By default, by design – the case against

After another forehead-rubbingly interesting discussion at the Centre for Creative Collaboration (#c4cc) on Friday – a space with which my fascination never ceases – I was again considering what makes somewhere that would probably fail to satisfy any design guidelines, would have the safety auditors dribbling into their checklists, and wouldn’t even make the longest list of end-product case studies so perpetually appealing.

Unlike almost everywhere these days, it is simply a space I want to work in.  Knackered armchairs, peeling paint, trailing cables – whatever, can I just have a corner, please?

Brian Condon described the Centre as being a permanent beta trial. Instant lightbulb moment. That’s why corporate spaces can’t create the same endearing appeal, because they can never be beta trials. They are established, they have to “comply”. Not just with regulations, but with established expectations in the broadest sense of what “work” and the “workplace” are. The space has a spiritual and emergent dimension, one that no amount of manufactured and inherently contrived design can provide. Which then led me to consider that design itself may be at the heart of the problem for the corporate workplace.
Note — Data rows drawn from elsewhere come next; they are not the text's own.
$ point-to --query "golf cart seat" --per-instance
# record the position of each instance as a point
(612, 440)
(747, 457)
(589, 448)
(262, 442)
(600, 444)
So this led to me thinking that – with all due respect to the many people in the profession I admire – there is a case against workplace design.  I am not sure yet whether I believe it, as these things take time to settle and be challenged, but its worth setting out.

Workplace design:

  • Forces an outcome that is inherently constrained – the process is entirely reliant upon the inputs and their interpretation
  • Is unable to facilitate the participation at the outset or over time of the occupants , due to constraints of time and process , on-going management and compliance – and therefore the outcome will inevitably be a tyranny of the minority
  • Is unduly reliant upon script – codes of practice, regulations, all “for our own good” – when to genuinely complement and act in harmony with the activity taking place with it, space requires freedom to grow in any direction required at ant any time
  • Is case-study or precedent developed, building on and incrementally changing what has been done before – and so with each outcome, how can we be sure we have taken the right path?
  • Produces manufactured, branded environments that are counter to human nature – we crave what is natural, malleable, able to be influenced by ourselves
  • Offers no surprises – the key ingredient in any story is the unexpected, yet a designed environment is and remains fixed and predictable – the most damaging and eventually de-humanising being those most richly endowed with gimmicks and novelties, the “sugar-rush” palaces
  • Is guarded and protected by its sponsors who have invested significantly in design and production – when observed behaviour within the new space does not fit, it is evaluated for why and made to fit
  • Prescribes rather than invites – telling us what to do and how to do it, often even with a sign to remind us, directing our thinking and culture – “this is the way we want you to be”
  • Is ultimately governed by aesthetics (which help win the designer the next job) and not enough by behaviour – and on this basis, usage of the space must respect the aesthetic and investment, rather than daring to change it
  • Is self-serving at the expense of the individual, a means to its own end – design begets design

We rush to break out of the beta trial, as this signifies success. We may just be in too much of a hurry.